At the moment, fresh produces are accumulating at farms, resulting in food loss. Although the government has recently introduced a stimulus package, it lacks clear incentives for smallholder farmers. Farmers need safety net programs that can enhance their productivity. Banks should wave fees on farmers’ loans and extend payment deadlines. A capital injection in the agricultural sector can help small and medium agri-businesses to continue operations. Improving storage can help reduce post-harvest crop losses along the supply chain.
The food value chain can be broadly divided into two groups: the staple commodities (rice, wheat, maize, soybeans, and oilseeds) and the high-value commodities (fruits, vegetables, and fishery). The staple commodity production is capital intensive, and the labor shortage issue resulting from the coronavirus-related restrictions on movement has less impact on their production. However, the logistics to distribute the commodities is affected, as it hampers food transportation across cities, provinces, and countries. Logistical barriers that disrupt the food supply chains affect the high-value commodities even more because of their perishability.
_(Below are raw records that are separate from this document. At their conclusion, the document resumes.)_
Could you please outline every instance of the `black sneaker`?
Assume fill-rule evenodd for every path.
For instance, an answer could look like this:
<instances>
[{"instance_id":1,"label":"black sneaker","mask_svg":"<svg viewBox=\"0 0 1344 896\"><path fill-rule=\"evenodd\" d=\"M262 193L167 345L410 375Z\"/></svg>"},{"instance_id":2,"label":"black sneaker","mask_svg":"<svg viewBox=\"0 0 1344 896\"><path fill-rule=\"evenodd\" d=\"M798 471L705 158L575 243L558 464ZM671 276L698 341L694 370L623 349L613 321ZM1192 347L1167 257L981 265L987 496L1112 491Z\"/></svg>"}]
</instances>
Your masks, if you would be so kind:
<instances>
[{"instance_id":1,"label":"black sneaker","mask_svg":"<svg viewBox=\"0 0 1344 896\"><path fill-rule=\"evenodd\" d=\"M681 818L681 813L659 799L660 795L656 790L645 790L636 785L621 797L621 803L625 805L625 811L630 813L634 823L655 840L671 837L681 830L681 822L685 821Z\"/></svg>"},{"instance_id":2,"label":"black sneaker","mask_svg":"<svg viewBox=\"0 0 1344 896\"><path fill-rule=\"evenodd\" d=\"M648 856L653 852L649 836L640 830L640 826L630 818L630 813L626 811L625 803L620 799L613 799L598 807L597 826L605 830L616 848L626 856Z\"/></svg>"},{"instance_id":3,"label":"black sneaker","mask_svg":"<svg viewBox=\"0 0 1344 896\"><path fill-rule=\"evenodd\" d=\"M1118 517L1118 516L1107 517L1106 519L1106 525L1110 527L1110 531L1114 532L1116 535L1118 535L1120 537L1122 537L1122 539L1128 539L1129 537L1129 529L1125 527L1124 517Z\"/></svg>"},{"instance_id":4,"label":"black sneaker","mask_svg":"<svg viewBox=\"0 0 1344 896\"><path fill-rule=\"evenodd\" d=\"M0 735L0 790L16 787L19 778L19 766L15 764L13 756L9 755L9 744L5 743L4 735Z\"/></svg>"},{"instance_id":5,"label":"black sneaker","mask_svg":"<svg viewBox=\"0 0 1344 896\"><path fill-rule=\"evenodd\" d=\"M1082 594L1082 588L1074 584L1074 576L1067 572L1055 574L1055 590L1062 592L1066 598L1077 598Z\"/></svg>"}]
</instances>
High-value commodities also require a large amount of labor to produce. So they are substantially affected when laborers are not able to travel due to lockdowns. The government should allow farmers to go out to the fields while maintaining a safe distance.
The Ministry of Agriculture and Livestock Development (MOALD) should carefully monitor the situation and then take necessary measures. Recognizing the importance of ensuring the supply of food in good quantity and quality during the epidemic period and beyond, the government should try to minimize logistics disruptions in the supply chains and bring special production programs with market guarantee of the produce. Major staple commodities should move across the country smoothly. Nepal needs international funding to support many smallholder farmers. There are funding mechanisms, such as the Global Agriculture and Food Security Program, which was created in the aftermath of the 2007-2008 food crisis for this purpose. The government should have transparent dialogues with the development partners on this issue.